The Teammates: A Portrait of a Friendship is an artwork in Boston, Massachusetts, which stands outside Fenway Park's Gate B, at the corner of Ipswich street and Van Ness Street. It consists of four bronze sculptures by Antonio Tobias Mendez atop a granite plinth.

==Description==
The sculptures depict Boston Red Sox teammates (from left to right): Ted Williams, Bobby Doerr, Johnny Pesky, and Dom DiMaggio. The statue was erected in honor of not only their time together as teammates—they were teammates for seven seasons (Note: Williams played for the Red Sox during 1939–1942 and 1946–1960 (19 seasons); Doerr 1937–1944 and 1946–1951 (14 seasons); DiMaggio 1940–1942 and 1946–1953 (11 seasons); Pesky 1942 and 1946–1952 (8 seasons)—the seven seasons they played together were 1942 and 1946–1951.)—and also the friendship formed between them long after they all retired.

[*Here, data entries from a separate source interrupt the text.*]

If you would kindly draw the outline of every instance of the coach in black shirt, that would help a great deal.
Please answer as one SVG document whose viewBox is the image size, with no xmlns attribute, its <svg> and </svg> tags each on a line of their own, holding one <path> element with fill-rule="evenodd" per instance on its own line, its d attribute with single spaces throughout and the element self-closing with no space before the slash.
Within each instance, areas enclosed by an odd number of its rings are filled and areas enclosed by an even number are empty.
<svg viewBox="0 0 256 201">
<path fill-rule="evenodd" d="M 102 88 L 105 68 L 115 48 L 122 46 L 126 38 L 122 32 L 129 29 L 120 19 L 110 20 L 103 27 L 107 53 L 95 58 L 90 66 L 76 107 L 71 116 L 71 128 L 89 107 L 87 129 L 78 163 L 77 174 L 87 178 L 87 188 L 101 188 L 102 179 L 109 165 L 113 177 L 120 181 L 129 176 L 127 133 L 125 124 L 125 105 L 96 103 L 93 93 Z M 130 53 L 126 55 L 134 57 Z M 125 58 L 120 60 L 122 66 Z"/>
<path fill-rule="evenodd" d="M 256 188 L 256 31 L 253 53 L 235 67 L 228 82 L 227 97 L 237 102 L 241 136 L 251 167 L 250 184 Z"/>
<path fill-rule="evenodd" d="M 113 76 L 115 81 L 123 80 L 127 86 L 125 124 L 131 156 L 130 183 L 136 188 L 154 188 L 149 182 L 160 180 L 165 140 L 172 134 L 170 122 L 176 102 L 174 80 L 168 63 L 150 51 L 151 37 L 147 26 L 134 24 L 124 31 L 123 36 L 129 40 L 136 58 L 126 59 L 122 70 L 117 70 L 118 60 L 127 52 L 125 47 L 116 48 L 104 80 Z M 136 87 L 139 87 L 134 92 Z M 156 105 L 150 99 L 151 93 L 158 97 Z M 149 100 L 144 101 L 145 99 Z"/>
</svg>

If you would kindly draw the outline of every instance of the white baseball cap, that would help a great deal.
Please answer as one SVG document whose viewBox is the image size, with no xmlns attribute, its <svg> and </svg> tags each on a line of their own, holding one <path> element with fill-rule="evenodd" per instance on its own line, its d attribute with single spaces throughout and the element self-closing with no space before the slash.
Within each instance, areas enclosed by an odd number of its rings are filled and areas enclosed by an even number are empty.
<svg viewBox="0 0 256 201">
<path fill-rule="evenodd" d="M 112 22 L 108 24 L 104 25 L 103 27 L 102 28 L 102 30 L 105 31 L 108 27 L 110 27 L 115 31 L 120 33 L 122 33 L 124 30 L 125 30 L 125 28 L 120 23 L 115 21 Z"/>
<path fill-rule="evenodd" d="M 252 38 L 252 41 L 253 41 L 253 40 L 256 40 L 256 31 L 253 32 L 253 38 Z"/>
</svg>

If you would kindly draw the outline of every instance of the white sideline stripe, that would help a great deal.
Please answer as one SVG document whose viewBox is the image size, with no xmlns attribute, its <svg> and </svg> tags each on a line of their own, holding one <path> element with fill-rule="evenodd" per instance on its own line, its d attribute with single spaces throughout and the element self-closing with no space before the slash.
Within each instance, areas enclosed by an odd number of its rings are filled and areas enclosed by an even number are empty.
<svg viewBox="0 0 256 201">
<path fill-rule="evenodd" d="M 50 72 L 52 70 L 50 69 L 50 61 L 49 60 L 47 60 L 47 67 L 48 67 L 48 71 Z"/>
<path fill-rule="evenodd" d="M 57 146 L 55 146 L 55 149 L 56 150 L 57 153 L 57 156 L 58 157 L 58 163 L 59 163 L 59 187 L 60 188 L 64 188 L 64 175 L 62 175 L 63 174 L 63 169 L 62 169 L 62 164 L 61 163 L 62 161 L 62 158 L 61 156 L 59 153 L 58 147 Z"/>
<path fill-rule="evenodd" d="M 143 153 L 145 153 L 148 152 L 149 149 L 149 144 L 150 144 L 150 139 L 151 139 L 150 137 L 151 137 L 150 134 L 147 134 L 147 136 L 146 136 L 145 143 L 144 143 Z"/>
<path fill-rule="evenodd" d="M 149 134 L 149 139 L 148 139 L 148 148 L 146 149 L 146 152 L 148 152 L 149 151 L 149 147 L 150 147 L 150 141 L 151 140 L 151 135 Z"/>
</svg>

The statue itself features the four players in Red Sox uniforms and carrying bats over their shoulders. Each statue (independent of the plinth) is 120% of the height of each actual player: Williams, the tallest, stood 6 ft 3 in and his statue stands 7 ft 6 in. The figures each weigh 500 to 600 lb. The plinth, which weighs around 15 tons, is made of grey granite from Deer Isle, Maine, and measures 10 ft wide by 5 ft deep by 3 ft tall. It is inscribed with the word "TEAMMATES". A plaque attached to the right side of the plinth identifies each player, their position, their hometown, and when they came to Boston. (Note: Doerr, a second baseman, arrived from Los Angeles in 1937; Williams, a left fielder, arrived from San Diego in 1939; DiMaggio, a center fielder, arrived from San Francisco in 1940; Peksy, a shortstop, arrived from Portland, Oregon, in 1942.) It also notes their total number of years with the Red Sox (52), number of years served in the military during World War II (11), (Note: DiMaggio served from October 1942 to January 1946 (3 years, 3 months); Williams served from November 1942 to January 1946 (3 years, 2 months); Pesky served from November 1942 to December 1945 (3 years, 1 month); Doerr served from September 1944 to December 1945 (1 year, 3 months)—totaling 10 years, 9 months.) and number of All-Star Game selections (36). (Note: Williams was an All-Star selection 19 times, Doerr 9 times, DiMaggio 7 times, and Pesky once.)

==Dedication==
The unveiling of the artwork, on June 9, 2010, was attended by Doerr and Pesky, along with Emily DiMaggio, the widow of Dom DiMaggio. Williams had died in July 2002 and DiMaggio in May 2009. Pesky subsequently died in August 2012 and Doerr in November 2017. Red Sox principal owner John W. Henry, chairman Tom Werner, and president Larry Lucchino also attended the dedication, as did Dick Flavin, the "poet laureate of the Boston Red Sox."